SAMUEL CHERRY: A Legacy of Education

As a young man growing up in Anniston, AL, Samuel Cherry set himself three goals in life: to serve his country, see the world and learn a trade. He would achieve all three-and one more: he would help more than 100 students at UNCF-member HBCUs study for a college education.

It was a different world in which Cherry grew up in the 1930s and 1940s. Alabama schools, restaurants, housing and almost all other businesses and government agencies were segregated. HBCUs were almost the only college options for African Americans. There was another difference: A high school graduate with a good work ethic could earn enough to support a family.

But Samuel Cherry was not to be deterred. To serve his country, he joined the U.S. Air Force. There, he achieved another goal: he was trained as an electrician. As an Air Force enlisted man and noncommissioned officer, he achieved his third goal: serving in Japan, Korea and Vietnam as well as other countries. And, while on assignment in Japan, he met and married his wife.

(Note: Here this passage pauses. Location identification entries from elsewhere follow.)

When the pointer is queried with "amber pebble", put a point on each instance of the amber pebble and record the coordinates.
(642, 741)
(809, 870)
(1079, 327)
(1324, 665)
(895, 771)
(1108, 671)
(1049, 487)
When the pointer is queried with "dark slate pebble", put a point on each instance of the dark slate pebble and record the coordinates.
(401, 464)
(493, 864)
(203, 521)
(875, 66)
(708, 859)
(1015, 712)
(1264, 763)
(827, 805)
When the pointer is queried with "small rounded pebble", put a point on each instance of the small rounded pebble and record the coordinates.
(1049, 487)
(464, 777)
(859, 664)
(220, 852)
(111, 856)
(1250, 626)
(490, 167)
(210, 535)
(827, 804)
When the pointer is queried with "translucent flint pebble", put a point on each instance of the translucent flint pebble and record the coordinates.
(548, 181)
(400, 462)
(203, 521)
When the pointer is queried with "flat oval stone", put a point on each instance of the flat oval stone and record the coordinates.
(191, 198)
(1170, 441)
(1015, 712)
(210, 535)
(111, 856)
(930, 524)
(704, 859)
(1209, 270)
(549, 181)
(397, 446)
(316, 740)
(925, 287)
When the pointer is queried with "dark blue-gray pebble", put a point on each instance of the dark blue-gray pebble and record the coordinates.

After Cherry retired from the Air Force as a technical sergeant, he and his wife settled in Seattle, where he worked as an electrician for the city. He was an avid reader and especially enjoyed reading about financial and international affairs while listening to jazz. And he would talk to anyone who would listen about the benefits of an education. In fact, Cherry's niece recalls that her uncle talked to her about the importance of education and about his intention to leave a bequest to UNCF to help others get a college education, because the world had changed from the one he had grown up in. Now, the best and fastest-growing jobs and career paths, the ones that paid enough to support families and communities, required at least a college degree.

So, Samuel Cherry provided in his will a bequest to UNCF of more than a half-million dollars to be awarded as scholarships that would help young people-young people like Samuel Cherry had been when he left Alabama-get the college degrees that they needed and that the 21st century country needed them to have.